The second stripe occurred with less than 100 laps remaining, forcing Busch onto pit road, while his Dave Rogers-led teammates pulled out fenders, corrected the front-end alignment and changed tires.
Saavy pit calls by Rogers in the waning laps of the race put Busch up with the race leaders, where he finished a remarkable sixth place given the condition of his race car.
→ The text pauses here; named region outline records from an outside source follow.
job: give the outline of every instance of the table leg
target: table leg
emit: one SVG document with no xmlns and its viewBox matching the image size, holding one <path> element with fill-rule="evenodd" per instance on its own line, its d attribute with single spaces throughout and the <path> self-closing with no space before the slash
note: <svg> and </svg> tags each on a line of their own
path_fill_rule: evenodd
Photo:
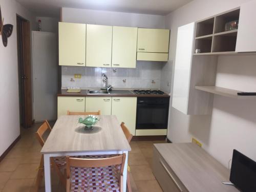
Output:
<svg viewBox="0 0 256 192">
<path fill-rule="evenodd" d="M 51 162 L 50 156 L 48 154 L 44 155 L 45 165 L 45 182 L 46 192 L 51 192 Z"/>
<path fill-rule="evenodd" d="M 124 167 L 123 168 L 123 192 L 126 191 L 126 179 L 127 179 L 127 165 L 128 164 L 128 152 L 123 152 L 125 153 L 126 157 L 125 158 L 125 162 L 124 163 Z"/>
</svg>

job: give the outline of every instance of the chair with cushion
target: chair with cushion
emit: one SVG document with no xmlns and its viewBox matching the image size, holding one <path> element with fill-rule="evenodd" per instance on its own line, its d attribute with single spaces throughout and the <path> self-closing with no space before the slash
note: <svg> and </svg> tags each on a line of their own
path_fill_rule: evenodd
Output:
<svg viewBox="0 0 256 192">
<path fill-rule="evenodd" d="M 107 158 L 67 157 L 67 191 L 123 191 L 125 154 Z"/>
<path fill-rule="evenodd" d="M 133 135 L 131 134 L 129 131 L 129 130 L 127 127 L 124 125 L 124 123 L 122 122 L 121 123 L 121 127 L 122 127 L 122 130 L 123 130 L 123 133 L 126 138 L 128 142 L 130 143 L 131 142 L 131 140 L 133 138 Z M 130 169 L 129 166 L 127 167 L 127 188 L 128 188 L 128 192 L 132 192 L 132 187 L 131 186 L 130 179 Z"/>
<path fill-rule="evenodd" d="M 74 112 L 68 111 L 67 112 L 67 115 L 100 115 L 100 111 L 99 110 L 95 112 Z"/>
<path fill-rule="evenodd" d="M 51 127 L 48 121 L 45 120 L 44 123 L 39 127 L 37 131 L 35 133 L 36 137 L 42 147 L 45 144 L 45 141 L 43 138 L 44 134 L 47 131 L 51 132 L 52 128 Z M 58 176 L 59 177 L 61 183 L 66 186 L 66 177 L 62 173 L 61 168 L 65 168 L 66 166 L 66 157 L 58 157 L 51 159 L 51 163 L 56 170 Z M 42 155 L 41 156 L 41 160 L 40 161 L 39 166 L 38 167 L 38 171 L 36 177 L 36 181 L 35 183 L 35 190 L 38 191 L 39 186 L 42 179 L 44 173 L 44 157 Z"/>
</svg>

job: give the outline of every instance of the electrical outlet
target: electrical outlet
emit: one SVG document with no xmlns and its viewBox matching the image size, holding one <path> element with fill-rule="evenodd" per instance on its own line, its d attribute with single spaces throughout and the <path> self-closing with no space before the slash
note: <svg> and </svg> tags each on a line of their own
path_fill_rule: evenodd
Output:
<svg viewBox="0 0 256 192">
<path fill-rule="evenodd" d="M 202 143 L 198 141 L 197 139 L 192 138 L 192 142 L 196 143 L 197 145 L 199 146 L 200 147 L 202 147 Z"/>
<path fill-rule="evenodd" d="M 74 74 L 74 78 L 75 79 L 80 79 L 82 75 L 81 74 Z"/>
</svg>

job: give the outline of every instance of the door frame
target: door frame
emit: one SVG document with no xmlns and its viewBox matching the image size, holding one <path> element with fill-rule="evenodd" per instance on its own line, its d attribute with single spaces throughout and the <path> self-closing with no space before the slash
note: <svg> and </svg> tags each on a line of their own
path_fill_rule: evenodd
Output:
<svg viewBox="0 0 256 192">
<path fill-rule="evenodd" d="M 20 122 L 27 128 L 33 123 L 30 25 L 29 21 L 18 14 L 16 21 Z"/>
</svg>

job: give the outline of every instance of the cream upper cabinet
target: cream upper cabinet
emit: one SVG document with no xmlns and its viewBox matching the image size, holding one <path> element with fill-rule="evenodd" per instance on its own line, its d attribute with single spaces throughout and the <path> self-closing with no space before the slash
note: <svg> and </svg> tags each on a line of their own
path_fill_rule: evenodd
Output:
<svg viewBox="0 0 256 192">
<path fill-rule="evenodd" d="M 236 51 L 256 52 L 256 1 L 242 4 L 240 8 L 239 25 Z"/>
<path fill-rule="evenodd" d="M 86 97 L 86 112 L 100 110 L 102 115 L 111 115 L 111 97 Z"/>
<path fill-rule="evenodd" d="M 169 34 L 168 29 L 139 28 L 137 51 L 168 53 Z"/>
<path fill-rule="evenodd" d="M 67 111 L 84 112 L 85 97 L 58 97 L 58 117 L 67 115 Z"/>
<path fill-rule="evenodd" d="M 86 66 L 86 25 L 59 22 L 59 65 Z"/>
<path fill-rule="evenodd" d="M 87 26 L 86 66 L 111 67 L 112 26 Z"/>
<path fill-rule="evenodd" d="M 136 67 L 137 33 L 137 28 L 113 26 L 112 67 Z"/>
<path fill-rule="evenodd" d="M 112 115 L 115 115 L 119 122 L 124 122 L 130 132 L 135 135 L 137 97 L 112 97 Z"/>
</svg>

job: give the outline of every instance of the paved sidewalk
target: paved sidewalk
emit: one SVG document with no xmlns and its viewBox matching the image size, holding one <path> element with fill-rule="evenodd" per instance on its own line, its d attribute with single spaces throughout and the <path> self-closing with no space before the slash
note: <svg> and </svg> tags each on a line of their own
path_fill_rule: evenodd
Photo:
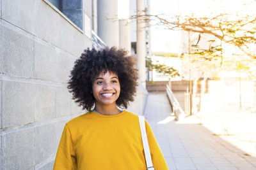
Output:
<svg viewBox="0 0 256 170">
<path fill-rule="evenodd" d="M 170 169 L 256 169 L 255 157 L 189 118 L 176 122 L 172 113 L 166 93 L 149 94 L 145 117 Z"/>
</svg>

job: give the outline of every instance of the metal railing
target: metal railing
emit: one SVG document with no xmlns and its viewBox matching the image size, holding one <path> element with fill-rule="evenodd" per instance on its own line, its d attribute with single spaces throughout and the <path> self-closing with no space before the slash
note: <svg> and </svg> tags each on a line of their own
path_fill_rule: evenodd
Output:
<svg viewBox="0 0 256 170">
<path fill-rule="evenodd" d="M 172 110 L 175 115 L 175 120 L 179 121 L 186 117 L 186 113 L 181 108 L 179 101 L 177 100 L 176 97 L 174 96 L 173 93 L 172 91 L 171 88 L 168 85 L 166 85 L 166 93 L 167 96 L 171 103 L 172 107 Z"/>
</svg>

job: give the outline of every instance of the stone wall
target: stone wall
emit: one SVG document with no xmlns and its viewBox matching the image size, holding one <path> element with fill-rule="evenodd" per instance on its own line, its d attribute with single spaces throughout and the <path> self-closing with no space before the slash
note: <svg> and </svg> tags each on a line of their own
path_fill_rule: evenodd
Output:
<svg viewBox="0 0 256 170">
<path fill-rule="evenodd" d="M 83 0 L 92 17 L 92 1 Z M 1 169 L 52 169 L 65 124 L 86 111 L 67 90 L 92 40 L 47 0 L 0 0 Z M 143 115 L 138 87 L 128 110 Z"/>
<path fill-rule="evenodd" d="M 67 82 L 92 41 L 46 0 L 0 0 L 0 169 L 52 169 L 64 124 L 84 112 Z"/>
</svg>

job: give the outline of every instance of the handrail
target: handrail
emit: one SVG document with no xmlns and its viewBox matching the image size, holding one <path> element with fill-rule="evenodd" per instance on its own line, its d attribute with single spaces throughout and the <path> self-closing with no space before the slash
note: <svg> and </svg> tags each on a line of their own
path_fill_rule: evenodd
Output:
<svg viewBox="0 0 256 170">
<path fill-rule="evenodd" d="M 175 115 L 175 120 L 179 121 L 179 120 L 184 118 L 186 117 L 186 113 L 181 108 L 180 104 L 176 99 L 173 93 L 172 92 L 171 89 L 168 85 L 166 85 L 166 93 L 167 96 L 168 97 L 169 100 L 171 103 L 173 111 Z"/>
</svg>

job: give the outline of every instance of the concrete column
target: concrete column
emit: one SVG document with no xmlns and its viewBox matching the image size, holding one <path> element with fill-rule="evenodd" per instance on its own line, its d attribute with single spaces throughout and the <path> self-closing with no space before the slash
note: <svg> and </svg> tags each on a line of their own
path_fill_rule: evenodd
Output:
<svg viewBox="0 0 256 170">
<path fill-rule="evenodd" d="M 83 6 L 82 1 L 62 1 L 62 13 L 83 30 Z"/>
<path fill-rule="evenodd" d="M 137 15 L 145 15 L 145 2 L 137 0 Z M 141 17 L 137 18 L 137 66 L 139 69 L 139 80 L 146 88 L 146 37 L 145 22 Z"/>
<path fill-rule="evenodd" d="M 107 46 L 119 47 L 118 0 L 98 0 L 98 35 Z"/>
<path fill-rule="evenodd" d="M 97 34 L 98 32 L 98 24 L 97 24 L 97 0 L 92 0 L 92 30 Z"/>
<path fill-rule="evenodd" d="M 131 28 L 129 19 L 130 13 L 130 4 L 129 0 L 119 0 L 119 47 L 129 51 L 131 55 Z"/>
</svg>

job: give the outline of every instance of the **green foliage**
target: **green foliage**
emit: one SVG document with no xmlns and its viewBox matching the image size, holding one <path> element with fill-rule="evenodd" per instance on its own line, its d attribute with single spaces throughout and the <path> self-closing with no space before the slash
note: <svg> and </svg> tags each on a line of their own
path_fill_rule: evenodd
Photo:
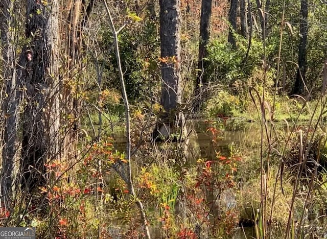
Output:
<svg viewBox="0 0 327 239">
<path fill-rule="evenodd" d="M 211 42 L 207 47 L 208 56 L 206 60 L 209 62 L 209 75 L 212 80 L 230 84 L 237 80 L 244 81 L 253 70 L 262 63 L 263 47 L 262 43 L 252 40 L 247 59 L 244 62 L 248 47 L 247 41 L 235 34 L 237 48 L 222 39 Z"/>
<path fill-rule="evenodd" d="M 131 13 L 129 17 L 142 24 L 127 27 L 119 35 L 121 61 L 129 100 L 135 103 L 150 97 L 149 92 L 157 85 L 159 43 L 156 35 L 156 22 L 144 20 Z M 106 25 L 102 29 L 102 45 L 107 50 L 111 46 L 111 32 Z M 110 77 L 105 86 L 120 91 L 120 82 L 117 75 L 117 62 L 114 51 L 105 63 L 107 74 Z"/>
</svg>

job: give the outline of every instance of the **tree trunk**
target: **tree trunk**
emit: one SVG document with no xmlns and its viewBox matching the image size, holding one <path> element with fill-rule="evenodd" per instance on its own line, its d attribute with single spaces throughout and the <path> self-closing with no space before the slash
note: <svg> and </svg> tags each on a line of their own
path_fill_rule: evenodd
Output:
<svg viewBox="0 0 327 239">
<path fill-rule="evenodd" d="M 23 50 L 27 63 L 19 76 L 27 89 L 21 183 L 31 193 L 45 182 L 44 163 L 56 158 L 59 147 L 57 0 L 28 0 L 26 15 L 26 34 L 31 41 Z"/>
<path fill-rule="evenodd" d="M 161 58 L 161 116 L 167 124 L 166 132 L 175 122 L 176 108 L 181 101 L 180 86 L 180 0 L 160 0 L 160 39 Z"/>
<path fill-rule="evenodd" d="M 300 14 L 302 18 L 300 22 L 300 36 L 301 38 L 298 45 L 298 68 L 296 74 L 296 79 L 293 89 L 293 94 L 301 94 L 304 89 L 303 82 L 306 82 L 307 65 L 307 39 L 308 38 L 308 1 L 301 1 Z"/>
<path fill-rule="evenodd" d="M 13 177 L 12 171 L 17 152 L 17 132 L 18 109 L 20 102 L 19 89 L 16 81 L 15 72 L 15 51 L 11 42 L 13 41 L 14 27 L 11 13 L 13 2 L 3 0 L 0 2 L 1 42 L 2 45 L 2 69 L 6 87 L 6 97 L 2 103 L 5 120 L 4 142 L 2 151 L 2 171 L 1 174 L 2 205 L 10 208 L 12 202 Z"/>
<path fill-rule="evenodd" d="M 241 35 L 246 39 L 249 38 L 246 0 L 240 0 L 240 16 L 241 18 Z"/>
<path fill-rule="evenodd" d="M 262 31 L 263 39 L 266 38 L 268 33 L 268 12 L 269 10 L 269 6 L 270 5 L 270 0 L 267 0 L 266 4 L 265 4 L 264 15 L 263 15 L 264 9 L 262 9 L 262 2 L 260 0 L 256 0 L 256 7 L 258 10 L 258 14 L 260 20 L 260 25 L 261 25 L 261 31 Z"/>
<path fill-rule="evenodd" d="M 236 41 L 234 37 L 234 33 L 236 31 L 236 16 L 237 13 L 238 0 L 230 0 L 230 8 L 229 8 L 229 14 L 228 20 L 230 27 L 228 33 L 228 42 L 231 44 L 233 47 L 236 47 Z"/>
<path fill-rule="evenodd" d="M 206 46 L 210 39 L 210 21 L 211 18 L 212 0 L 202 0 L 201 6 L 201 19 L 200 21 L 200 42 L 199 45 L 199 62 L 196 85 L 195 86 L 195 103 L 194 110 L 196 112 L 199 109 L 201 102 L 203 102 L 202 92 L 208 83 L 209 76 L 207 75 L 206 68 L 207 62 L 203 60 L 207 56 Z M 204 92 L 205 94 L 205 92 Z M 205 97 L 204 97 L 204 99 Z"/>
</svg>

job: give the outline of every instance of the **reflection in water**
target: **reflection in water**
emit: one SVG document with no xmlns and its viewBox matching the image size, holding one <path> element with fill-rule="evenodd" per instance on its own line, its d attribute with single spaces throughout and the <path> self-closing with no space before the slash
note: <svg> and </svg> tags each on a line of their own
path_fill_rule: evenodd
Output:
<svg viewBox="0 0 327 239">
<path fill-rule="evenodd" d="M 236 229 L 233 239 L 250 239 L 256 238 L 254 227 L 239 227 Z"/>
<path fill-rule="evenodd" d="M 232 148 L 251 148 L 253 145 L 260 142 L 261 139 L 261 126 L 260 124 L 247 123 L 240 126 L 239 125 L 230 124 L 226 126 L 224 130 L 218 129 L 218 140 L 213 141 L 212 133 L 207 131 L 208 128 L 213 124 L 203 121 L 188 122 L 189 140 L 188 146 L 188 162 L 195 163 L 199 158 L 213 159 L 216 157 L 216 152 L 219 151 L 221 155 L 229 156 L 231 153 L 235 153 Z M 214 125 L 217 126 L 217 125 Z M 275 124 L 278 130 L 284 130 L 285 125 Z M 272 137 L 275 135 L 273 134 Z M 118 150 L 124 151 L 125 148 L 125 138 L 124 134 L 115 139 L 115 148 Z M 158 145 L 160 145 L 159 143 Z M 226 204 L 226 208 L 236 206 L 235 194 L 230 190 L 223 194 L 220 198 L 221 202 Z M 160 229 L 154 226 L 151 228 L 152 233 L 155 238 L 161 238 Z M 253 227 L 239 228 L 236 230 L 233 239 L 255 238 L 255 233 Z"/>
</svg>

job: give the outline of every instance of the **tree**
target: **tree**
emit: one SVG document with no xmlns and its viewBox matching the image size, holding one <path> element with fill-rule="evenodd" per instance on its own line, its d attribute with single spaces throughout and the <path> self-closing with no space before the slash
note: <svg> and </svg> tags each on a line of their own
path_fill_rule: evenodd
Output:
<svg viewBox="0 0 327 239">
<path fill-rule="evenodd" d="M 237 13 L 238 0 L 230 0 L 230 7 L 228 20 L 230 26 L 228 33 L 228 42 L 232 45 L 233 47 L 236 47 L 236 42 L 234 37 L 234 33 L 236 31 Z"/>
<path fill-rule="evenodd" d="M 249 38 L 249 28 L 246 11 L 246 0 L 240 0 L 240 18 L 241 20 L 241 35 Z"/>
<path fill-rule="evenodd" d="M 262 37 L 264 39 L 267 37 L 268 33 L 268 15 L 270 0 L 266 0 L 264 9 L 263 9 L 263 2 L 260 0 L 256 0 L 256 2 L 261 25 L 261 31 L 262 31 Z"/>
<path fill-rule="evenodd" d="M 160 0 L 160 58 L 162 83 L 161 116 L 169 136 L 176 122 L 176 109 L 181 102 L 180 0 Z"/>
<path fill-rule="evenodd" d="M 308 38 L 308 1 L 301 1 L 300 14 L 302 16 L 300 22 L 300 42 L 298 45 L 298 67 L 296 74 L 292 94 L 301 94 L 306 82 L 306 73 L 308 68 L 307 63 L 307 40 Z"/>
<path fill-rule="evenodd" d="M 28 0 L 26 67 L 17 75 L 26 89 L 21 172 L 22 188 L 32 192 L 44 180 L 44 164 L 55 159 L 58 140 L 58 5 L 57 0 Z"/>
<path fill-rule="evenodd" d="M 3 77 L 6 87 L 6 97 L 2 103 L 5 125 L 3 135 L 1 175 L 2 202 L 6 208 L 10 207 L 12 195 L 12 173 L 17 152 L 17 134 L 20 89 L 15 71 L 15 51 L 12 45 L 13 31 L 12 11 L 13 4 L 11 0 L 0 2 L 0 38 L 2 45 Z"/>
<path fill-rule="evenodd" d="M 195 104 L 194 110 L 197 111 L 202 101 L 201 89 L 208 83 L 208 77 L 206 71 L 207 62 L 203 60 L 207 56 L 206 46 L 210 39 L 210 20 L 212 7 L 212 0 L 202 0 L 201 6 L 201 18 L 200 20 L 200 41 L 199 45 L 199 62 L 198 74 L 195 86 Z"/>
</svg>

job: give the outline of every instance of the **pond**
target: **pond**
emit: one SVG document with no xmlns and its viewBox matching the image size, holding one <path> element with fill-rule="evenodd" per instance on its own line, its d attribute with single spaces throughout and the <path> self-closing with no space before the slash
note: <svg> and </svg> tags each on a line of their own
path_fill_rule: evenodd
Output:
<svg viewBox="0 0 327 239">
<path fill-rule="evenodd" d="M 289 126 L 286 123 L 281 122 L 275 123 L 273 127 L 275 130 L 271 135 L 273 140 L 279 134 L 288 131 Z M 256 154 L 255 157 L 260 158 L 259 150 L 262 134 L 262 127 L 260 123 L 239 124 L 232 121 L 217 123 L 204 120 L 193 121 L 188 123 L 188 127 L 191 133 L 189 135 L 186 160 L 191 164 L 196 163 L 199 158 L 215 158 L 217 152 L 219 152 L 222 155 L 229 156 L 231 153 L 242 152 L 243 150 L 246 150 L 253 154 Z M 270 127 L 269 125 L 268 126 L 269 130 Z M 217 129 L 214 132 L 217 138 L 215 140 L 213 140 L 214 131 L 210 130 L 211 128 Z M 264 132 L 264 140 L 267 141 L 265 132 Z M 124 150 L 126 146 L 125 139 L 125 137 L 121 135 L 115 139 L 115 147 L 120 150 Z M 163 144 L 160 142 L 157 145 L 160 146 Z M 220 200 L 228 208 L 235 207 L 237 203 L 235 195 L 234 192 L 227 192 L 223 195 Z M 152 229 L 156 231 L 155 228 Z M 159 235 L 158 237 L 155 238 L 160 238 Z M 255 238 L 254 228 L 237 228 L 232 238 Z"/>
</svg>

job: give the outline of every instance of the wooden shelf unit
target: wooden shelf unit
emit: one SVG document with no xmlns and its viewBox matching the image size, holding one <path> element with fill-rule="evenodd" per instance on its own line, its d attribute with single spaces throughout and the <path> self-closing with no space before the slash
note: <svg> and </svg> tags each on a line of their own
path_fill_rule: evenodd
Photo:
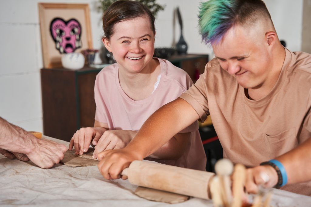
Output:
<svg viewBox="0 0 311 207">
<path fill-rule="evenodd" d="M 194 82 L 196 70 L 200 74 L 204 73 L 208 56 L 174 56 L 168 60 L 187 72 Z M 94 126 L 94 85 L 101 70 L 88 66 L 77 70 L 41 69 L 44 135 L 69 142 L 81 127 Z"/>
</svg>

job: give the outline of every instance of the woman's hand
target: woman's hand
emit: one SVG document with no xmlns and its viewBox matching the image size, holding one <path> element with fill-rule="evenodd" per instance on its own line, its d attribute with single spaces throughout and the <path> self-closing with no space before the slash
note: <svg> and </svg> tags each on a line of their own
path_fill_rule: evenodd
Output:
<svg viewBox="0 0 311 207">
<path fill-rule="evenodd" d="M 93 157 L 103 151 L 118 150 L 124 148 L 132 140 L 137 132 L 130 130 L 112 130 L 106 131 L 96 142 Z M 95 142 L 95 139 L 93 142 Z"/>
<path fill-rule="evenodd" d="M 81 128 L 74 133 L 70 140 L 68 150 L 71 151 L 74 146 L 75 155 L 83 155 L 89 149 L 92 140 L 93 144 L 96 145 L 98 140 L 106 129 L 103 127 Z"/>
<path fill-rule="evenodd" d="M 122 171 L 128 167 L 132 161 L 142 160 L 143 158 L 135 151 L 126 148 L 99 153 L 97 158 L 100 161 L 97 167 L 100 173 L 107 179 L 120 178 Z M 122 178 L 125 180 L 127 177 L 122 176 Z"/>
</svg>

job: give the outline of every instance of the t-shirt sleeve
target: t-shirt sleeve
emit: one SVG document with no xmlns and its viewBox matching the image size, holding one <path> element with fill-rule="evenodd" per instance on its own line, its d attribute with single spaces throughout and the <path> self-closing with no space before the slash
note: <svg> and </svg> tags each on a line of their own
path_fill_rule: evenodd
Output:
<svg viewBox="0 0 311 207">
<path fill-rule="evenodd" d="M 108 109 L 105 103 L 104 97 L 100 90 L 99 81 L 98 76 L 96 78 L 94 87 L 94 97 L 96 104 L 95 112 L 95 120 L 102 123 L 108 124 L 106 115 Z"/>
<path fill-rule="evenodd" d="M 209 115 L 205 84 L 207 66 L 204 73 L 200 76 L 196 83 L 179 97 L 193 107 L 200 116 L 199 120 L 204 122 Z"/>
<path fill-rule="evenodd" d="M 307 110 L 306 113 L 303 126 L 306 129 L 311 133 L 311 89 L 309 92 Z"/>
</svg>

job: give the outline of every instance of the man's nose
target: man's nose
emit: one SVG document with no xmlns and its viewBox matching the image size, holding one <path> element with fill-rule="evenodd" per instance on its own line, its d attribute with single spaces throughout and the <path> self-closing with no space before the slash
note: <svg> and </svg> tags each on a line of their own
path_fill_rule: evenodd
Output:
<svg viewBox="0 0 311 207">
<path fill-rule="evenodd" d="M 241 70 L 241 67 L 238 63 L 230 63 L 228 64 L 228 72 L 232 75 Z"/>
</svg>

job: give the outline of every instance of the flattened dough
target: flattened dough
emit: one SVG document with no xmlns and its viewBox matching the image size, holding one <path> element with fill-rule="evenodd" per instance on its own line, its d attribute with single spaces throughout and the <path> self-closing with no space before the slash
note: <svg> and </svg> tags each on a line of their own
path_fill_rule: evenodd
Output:
<svg viewBox="0 0 311 207">
<path fill-rule="evenodd" d="M 170 204 L 183 202 L 190 198 L 187 196 L 141 186 L 137 188 L 135 193 L 140 197 L 148 200 Z"/>
<path fill-rule="evenodd" d="M 64 159 L 60 162 L 70 167 L 86 167 L 97 165 L 99 161 L 92 157 L 94 148 L 89 148 L 86 152 L 82 155 L 75 155 L 74 150 L 67 151 L 65 153 Z"/>
</svg>

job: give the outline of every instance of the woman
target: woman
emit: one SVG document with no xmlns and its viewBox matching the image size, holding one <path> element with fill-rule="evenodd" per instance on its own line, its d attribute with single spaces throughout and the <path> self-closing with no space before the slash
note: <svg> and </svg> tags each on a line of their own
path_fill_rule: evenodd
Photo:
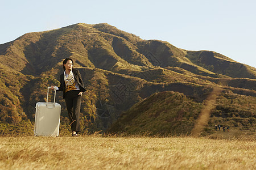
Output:
<svg viewBox="0 0 256 170">
<path fill-rule="evenodd" d="M 56 91 L 63 91 L 72 137 L 78 135 L 80 131 L 79 114 L 80 113 L 81 99 L 82 92 L 86 90 L 84 87 L 79 71 L 73 68 L 73 62 L 71 58 L 66 58 L 63 63 L 64 73 L 60 75 L 60 86 Z M 54 87 L 52 86 L 51 89 Z"/>
</svg>

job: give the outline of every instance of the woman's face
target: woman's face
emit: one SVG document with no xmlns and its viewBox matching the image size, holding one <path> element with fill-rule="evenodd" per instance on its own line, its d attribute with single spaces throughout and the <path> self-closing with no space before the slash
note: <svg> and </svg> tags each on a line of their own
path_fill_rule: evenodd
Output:
<svg viewBox="0 0 256 170">
<path fill-rule="evenodd" d="M 65 64 L 63 64 L 66 70 L 72 70 L 73 67 L 73 62 L 71 60 L 68 60 Z"/>
</svg>

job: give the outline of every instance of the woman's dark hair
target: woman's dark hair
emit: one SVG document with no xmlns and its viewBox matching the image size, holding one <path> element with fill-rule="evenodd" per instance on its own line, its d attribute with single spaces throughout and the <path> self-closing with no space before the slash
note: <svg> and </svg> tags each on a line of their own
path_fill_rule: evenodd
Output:
<svg viewBox="0 0 256 170">
<path fill-rule="evenodd" d="M 63 63 L 62 63 L 62 66 L 63 67 L 63 70 L 65 71 L 65 70 L 66 69 L 66 68 L 65 68 L 65 66 L 64 66 L 64 64 L 66 64 L 67 62 L 68 62 L 68 61 L 71 60 L 72 62 L 73 63 L 73 66 L 74 66 L 74 62 L 73 61 L 73 60 L 72 60 L 71 58 L 66 58 L 63 61 Z M 73 67 L 72 67 L 72 70 L 73 70 Z"/>
</svg>

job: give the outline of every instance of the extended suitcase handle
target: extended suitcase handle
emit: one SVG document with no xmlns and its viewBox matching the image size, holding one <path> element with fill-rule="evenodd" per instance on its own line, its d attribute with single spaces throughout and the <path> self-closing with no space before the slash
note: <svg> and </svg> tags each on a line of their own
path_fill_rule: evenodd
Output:
<svg viewBox="0 0 256 170">
<path fill-rule="evenodd" d="M 51 88 L 51 87 L 47 87 L 47 97 L 46 99 L 46 107 L 47 107 L 47 104 L 48 104 L 48 96 L 49 96 L 49 89 Z M 53 99 L 53 107 L 55 107 L 55 98 L 56 98 L 56 91 L 57 90 L 57 87 L 53 87 L 54 89 L 54 99 Z"/>
</svg>

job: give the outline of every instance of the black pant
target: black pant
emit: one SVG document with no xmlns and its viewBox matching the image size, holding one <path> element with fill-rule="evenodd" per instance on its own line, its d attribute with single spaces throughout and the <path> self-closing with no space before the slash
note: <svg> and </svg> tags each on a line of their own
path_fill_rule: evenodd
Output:
<svg viewBox="0 0 256 170">
<path fill-rule="evenodd" d="M 80 131 L 79 114 L 80 114 L 81 96 L 79 90 L 71 90 L 65 94 L 65 101 L 68 109 L 71 130 Z"/>
</svg>

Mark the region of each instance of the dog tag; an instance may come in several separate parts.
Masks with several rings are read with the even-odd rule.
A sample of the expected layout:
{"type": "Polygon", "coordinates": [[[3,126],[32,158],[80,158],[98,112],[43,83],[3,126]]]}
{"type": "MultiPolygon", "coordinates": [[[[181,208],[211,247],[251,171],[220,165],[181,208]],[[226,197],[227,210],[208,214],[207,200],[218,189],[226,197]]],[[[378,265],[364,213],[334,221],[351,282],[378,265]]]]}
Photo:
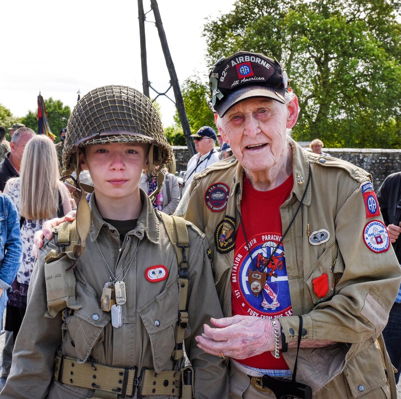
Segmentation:
{"type": "Polygon", "coordinates": [[[117,305],[124,305],[127,302],[125,283],[123,281],[117,281],[114,287],[116,290],[116,302],[117,305]]]}
{"type": "Polygon", "coordinates": [[[116,328],[122,325],[122,308],[119,305],[111,307],[111,324],[116,328]]]}
{"type": "Polygon", "coordinates": [[[104,312],[110,311],[111,308],[111,288],[103,288],[102,298],[100,299],[100,308],[104,312]]]}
It was his sixth career top-10 finish at Darlington.
"I guess we should be happy with sixth considering how we could have finished,” said Busch in a post-race interview. "I’m a little disappointed because I really feel like we should have gotten fourth, but we seemed to always be behind one of the cars spinning the tires on the restarts at the end. It’s a top-10, which is good going into the off week."
Indeed it was a good weekend for Busch, who sits comfortably in sixth place in driver points with one win (Auto Club Speedway) after eight races.
Loser: Is Stenhouse Jr. One Huge Disappointment in 2014 ?
Once seen as a replacement for Matt Kenseth, whose number he inherited, Ricky Stenhouse Jr. hasn’t delivered on the promise of just a couple of years ago.
After capturing two consecutive NASCAR Nationwide Series titles for Roush Fenway Racing (2011-2012), Stenhouse Jr. appeared destined for success. But since his debut in the Cup Series, his finishes have not been indicative of a former champion.
One could place blame on the cars coming out of RFR, as Stenhouse Jr.’s teammates Carl Edwards and Greg Biffle aren’t having memorable years either, with the exception being Edwards’ win at Bristol last month.
But one has to wonder why Stenhouse Jr. is hanging back in the mid-pack of every race and running a lap down, while coincidentally mirroring the performance of Danica Patrick? Could he be trying to teach her some of the fine intricacies of driving a Sprint Cup car? Or is he being overprotective?
Or is he just a huge bust?
His second-place finish at Bristol, finishing right behind teammate Carl Edwards made sense. It was obvious RFR had the setup for Bristol. But since then, Stenhouse Jr. has floundered mid-field, his 20th-place finish at Darlington an example of his best work. Patrick? She finished 22nd.
This team won’t make it to the Chase on points. It can only hope that all the stars align themselves in perfect harmony, and the No. 17 car ends up in Victory Lane.
Does Jack Roush really see the future of his racing organization lying in the hands and at the feet of this young man?
Winner: 'The Lady in Black' Remains a Elusive, Yet Alluring Date
Full grandstands, great weather and an exciting race finish.
This old track, representing a significant part of NASCAR’s past, showed once more that old doesn’t mean boring and that “The Lady in Black” still is as alluring as she has always been.
The Southern 500 is a long (this year’s edition was just under four hours) and arduous race that leaves drivers, crew chiefs and pit crews exhausted and spent.
Race winner Harvick called it the one race he wanted to win, even if it meant he won no others this season with his new team.
“To come here each year and know that now you only have one shot, but to win the Southern 500 and you look at the names and pictures on that trophy that they have out there (referring to the media center lobby) is something that's pretty phenomenal to be a part of.”
Harvick also made a point of saying in the post-race press conference that the worn out asphalt that covers Darlington’s 1.33-miles is ideal for racing and presents the perfect racing surface.
“Darlington is what it was supposed to be tonight, the cars slipping and sliding and bouncing off the walls and hard to drive. That’s how you want every racetrack to be.”
And while the track may have (temporarily) lost its traditional Labor Day spot on the Sprint Cup schedule, it's lost none of its tough-as-nails charm.
*All quotes in this slideshow are taken from official team and manufacturer media releases unless otherwise stated.